Freedom of religion and the right to exercise our religious convictions according to the dictates of our conscience is a sacred principle of the United States of America. The founders of our nation “left their native land, to seek on these shores a residence for civil and religious freedom” (2nd Continental Congress, Declaration of the Causes and Necessity of Taking Up Arms, July 6, 1775). And of course the 1st Amendment of the U.S. Constitution clearly states: “Congress shall make NO LAW respecting an establishment of religion, or PROHIBITING THE FREE EXERCISE thereof.”

I am religious. I believe in certain religious principles and tenets and believe that through them I can gain salvation. I also fully respect those who have other religious convictions as well as those who have no religious affiliation.  This is the beauty and blessing of America. Each of us can worship how, where and what we want as long as our conduct does not infringe upon the rights of others.  It does not matter if someone believes in one God or three gods or in a sacred cow, it is their business and it is their freedom to do so. But every American should ferociously defend and protect the unalienable right each of us possesses to worship how we desire.
As the 1st Amendment clearly declares, the Federal Government does not have the authority to trample upon the religious exercise of individuals and force them to participate in or do something that is against their religious convictions. An individual or privately owned business should not be forced to bake a cake for a same-sex wedding event if it is against their religious convictions. Same-sex behavior and weddings are choices and no one should be forced by the government to participate in other people’s choices.

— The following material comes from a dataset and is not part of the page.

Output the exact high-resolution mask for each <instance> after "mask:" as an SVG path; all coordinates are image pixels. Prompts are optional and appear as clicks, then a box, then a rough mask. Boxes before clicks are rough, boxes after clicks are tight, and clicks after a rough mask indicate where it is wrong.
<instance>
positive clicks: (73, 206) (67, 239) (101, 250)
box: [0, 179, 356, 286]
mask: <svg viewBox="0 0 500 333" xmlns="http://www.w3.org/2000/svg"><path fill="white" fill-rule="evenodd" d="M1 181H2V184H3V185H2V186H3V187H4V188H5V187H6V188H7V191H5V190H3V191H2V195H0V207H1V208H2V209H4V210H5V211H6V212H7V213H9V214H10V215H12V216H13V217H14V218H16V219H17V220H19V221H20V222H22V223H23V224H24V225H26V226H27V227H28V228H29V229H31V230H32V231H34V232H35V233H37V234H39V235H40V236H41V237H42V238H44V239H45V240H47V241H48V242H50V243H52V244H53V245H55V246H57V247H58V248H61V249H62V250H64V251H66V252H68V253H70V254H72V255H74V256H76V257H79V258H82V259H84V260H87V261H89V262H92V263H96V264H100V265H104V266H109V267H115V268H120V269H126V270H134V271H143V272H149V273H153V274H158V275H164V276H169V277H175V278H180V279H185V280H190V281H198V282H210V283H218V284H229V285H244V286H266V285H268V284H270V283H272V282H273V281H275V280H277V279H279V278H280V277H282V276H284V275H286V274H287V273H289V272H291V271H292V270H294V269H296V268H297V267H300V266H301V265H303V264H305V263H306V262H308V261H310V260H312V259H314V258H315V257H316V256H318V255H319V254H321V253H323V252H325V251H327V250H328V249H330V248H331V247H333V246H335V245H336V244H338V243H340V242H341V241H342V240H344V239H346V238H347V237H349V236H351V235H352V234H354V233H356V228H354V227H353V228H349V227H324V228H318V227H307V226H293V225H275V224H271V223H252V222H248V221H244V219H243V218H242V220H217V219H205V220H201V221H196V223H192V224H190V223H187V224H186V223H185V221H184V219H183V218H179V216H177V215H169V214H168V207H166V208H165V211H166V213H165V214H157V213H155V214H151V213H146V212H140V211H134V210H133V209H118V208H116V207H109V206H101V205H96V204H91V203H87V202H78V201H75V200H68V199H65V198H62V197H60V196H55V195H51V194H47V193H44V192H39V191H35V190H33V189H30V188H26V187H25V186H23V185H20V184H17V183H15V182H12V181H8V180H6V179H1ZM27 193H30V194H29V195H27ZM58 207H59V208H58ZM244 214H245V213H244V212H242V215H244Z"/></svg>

And no, refusing to participate in same-sex weddings or events is not the same as refusing to serve blacks. The color of our skin is not a choice. Same-sex behavior is a choice and a same-sex wedding is an event and choice, and again no one should be forced to uphold or participate in the choices of others, particularly if they are contrary to religious conviction.

Should a baker be forced to bake a cake for a Neo-Nazi or KKK wedding though their moral and religious convictions deem it reprehensible?

The whole issue is simply about individual liberty and the freedom to exercise our religion according to our conscience. We may vary in our opinion on another’s action or lack of action, and a majority may even deem the action inappropriate or wrong. But that does not justify the iron fist of Governmental coercion. The mob does not rule in the United States of America of America, and that includes the Federal Government. Individual liberty and freedom rules in America.

When a person’s religious convictions or a specific religion is persecuted and coerced by government, then all people and all religions are threatened. If the Federal Government can do it to one it can be done to others. It may be somebody else today but it will be you tomorrow.